Как пишет Александр Жолковский, это показывает, что «огульное предпочтение Ламарка Дарвину, высказанное в [«Путешествии в Армению»] (и часто подчеркиваемое в литературе о „Ламарке”), было лишь одним из временных увлечений Мандельштама»[44]. Однако для реалистичной оценки этих комплиментов следует учитывать и те обстоятельства, в которых они возникли.
Дарвин. СССР. Апрель 1932 года
Дата создания стихотворения «Ламарк» по-своему примечательна не меньше, чем его содержание. Стихотворение написано 7 — 9 мая 1932 года. Позволительно предположить, что интерес к эволюционной проблематике именно в эти дни возник у Мандельштама не только в связи с общением с Кузиным. В апреле этого года в Советском Союзе широко праздновалось пятидесятилетие со дня смерти Дарвина, скончавшегося 19 апреля 1882 года.
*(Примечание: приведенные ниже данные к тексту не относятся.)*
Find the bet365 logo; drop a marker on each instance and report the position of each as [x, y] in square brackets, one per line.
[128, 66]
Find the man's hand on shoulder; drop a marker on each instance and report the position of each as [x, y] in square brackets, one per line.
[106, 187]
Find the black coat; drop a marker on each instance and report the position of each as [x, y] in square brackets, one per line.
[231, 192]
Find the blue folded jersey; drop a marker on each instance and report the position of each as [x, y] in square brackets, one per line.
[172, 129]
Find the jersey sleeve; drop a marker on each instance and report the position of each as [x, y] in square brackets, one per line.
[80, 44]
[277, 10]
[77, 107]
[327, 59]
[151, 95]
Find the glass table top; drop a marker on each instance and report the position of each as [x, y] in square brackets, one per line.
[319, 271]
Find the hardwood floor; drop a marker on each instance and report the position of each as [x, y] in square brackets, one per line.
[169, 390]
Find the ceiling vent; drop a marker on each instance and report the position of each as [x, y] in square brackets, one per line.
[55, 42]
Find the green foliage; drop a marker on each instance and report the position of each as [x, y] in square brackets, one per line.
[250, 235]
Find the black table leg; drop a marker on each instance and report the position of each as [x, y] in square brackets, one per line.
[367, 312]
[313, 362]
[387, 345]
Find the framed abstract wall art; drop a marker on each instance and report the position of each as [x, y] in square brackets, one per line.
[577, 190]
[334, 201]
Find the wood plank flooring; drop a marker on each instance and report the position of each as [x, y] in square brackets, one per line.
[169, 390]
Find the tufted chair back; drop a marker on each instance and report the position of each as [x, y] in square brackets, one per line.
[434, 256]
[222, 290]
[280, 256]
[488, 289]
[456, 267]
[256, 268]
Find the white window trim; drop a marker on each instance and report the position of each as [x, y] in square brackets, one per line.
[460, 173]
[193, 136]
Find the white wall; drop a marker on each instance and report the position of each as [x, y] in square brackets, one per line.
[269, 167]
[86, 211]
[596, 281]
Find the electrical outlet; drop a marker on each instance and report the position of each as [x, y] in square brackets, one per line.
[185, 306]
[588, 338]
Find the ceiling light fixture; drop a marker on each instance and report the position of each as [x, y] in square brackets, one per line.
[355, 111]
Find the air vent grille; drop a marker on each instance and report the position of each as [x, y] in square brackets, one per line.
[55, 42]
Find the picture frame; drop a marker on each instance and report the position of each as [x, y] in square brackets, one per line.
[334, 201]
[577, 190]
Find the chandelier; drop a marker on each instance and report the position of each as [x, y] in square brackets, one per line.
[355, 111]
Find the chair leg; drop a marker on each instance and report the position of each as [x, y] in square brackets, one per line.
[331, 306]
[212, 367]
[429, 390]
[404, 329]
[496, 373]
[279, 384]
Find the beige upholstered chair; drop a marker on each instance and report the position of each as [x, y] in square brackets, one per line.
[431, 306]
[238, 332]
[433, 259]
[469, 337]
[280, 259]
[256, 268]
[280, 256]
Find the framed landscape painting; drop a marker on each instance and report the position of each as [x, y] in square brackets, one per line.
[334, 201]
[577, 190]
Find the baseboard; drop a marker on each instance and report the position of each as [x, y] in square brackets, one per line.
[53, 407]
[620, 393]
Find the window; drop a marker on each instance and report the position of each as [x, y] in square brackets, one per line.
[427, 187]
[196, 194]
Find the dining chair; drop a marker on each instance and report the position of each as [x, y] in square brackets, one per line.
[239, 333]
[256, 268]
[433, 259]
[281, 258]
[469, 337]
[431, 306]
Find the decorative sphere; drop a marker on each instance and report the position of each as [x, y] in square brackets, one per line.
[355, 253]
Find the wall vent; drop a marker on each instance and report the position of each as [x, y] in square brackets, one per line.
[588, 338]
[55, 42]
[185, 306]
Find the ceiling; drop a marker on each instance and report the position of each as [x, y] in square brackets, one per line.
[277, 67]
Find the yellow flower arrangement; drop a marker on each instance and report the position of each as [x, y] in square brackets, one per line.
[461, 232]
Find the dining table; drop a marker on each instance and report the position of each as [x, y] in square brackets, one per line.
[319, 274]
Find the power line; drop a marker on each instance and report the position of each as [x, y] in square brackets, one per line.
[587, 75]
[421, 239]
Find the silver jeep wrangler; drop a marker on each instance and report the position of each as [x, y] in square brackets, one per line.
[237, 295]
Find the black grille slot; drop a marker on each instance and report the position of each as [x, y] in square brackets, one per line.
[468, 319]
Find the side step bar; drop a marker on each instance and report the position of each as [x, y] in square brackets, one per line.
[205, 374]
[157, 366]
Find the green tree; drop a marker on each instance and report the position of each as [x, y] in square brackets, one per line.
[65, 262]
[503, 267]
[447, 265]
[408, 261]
В разных городах СССР проходили выставки, собрания, лекции, посвященные знаменательной дате. В научных и научно-популярных журналах публиковались статьи о Дарвине и дарвинизме, написанные крупнейшими советскими естествоиспытателями. Подобного рода юбилеи всесоюзного масштаба могли быть организованы и финансированы единственным заказчиком — государством.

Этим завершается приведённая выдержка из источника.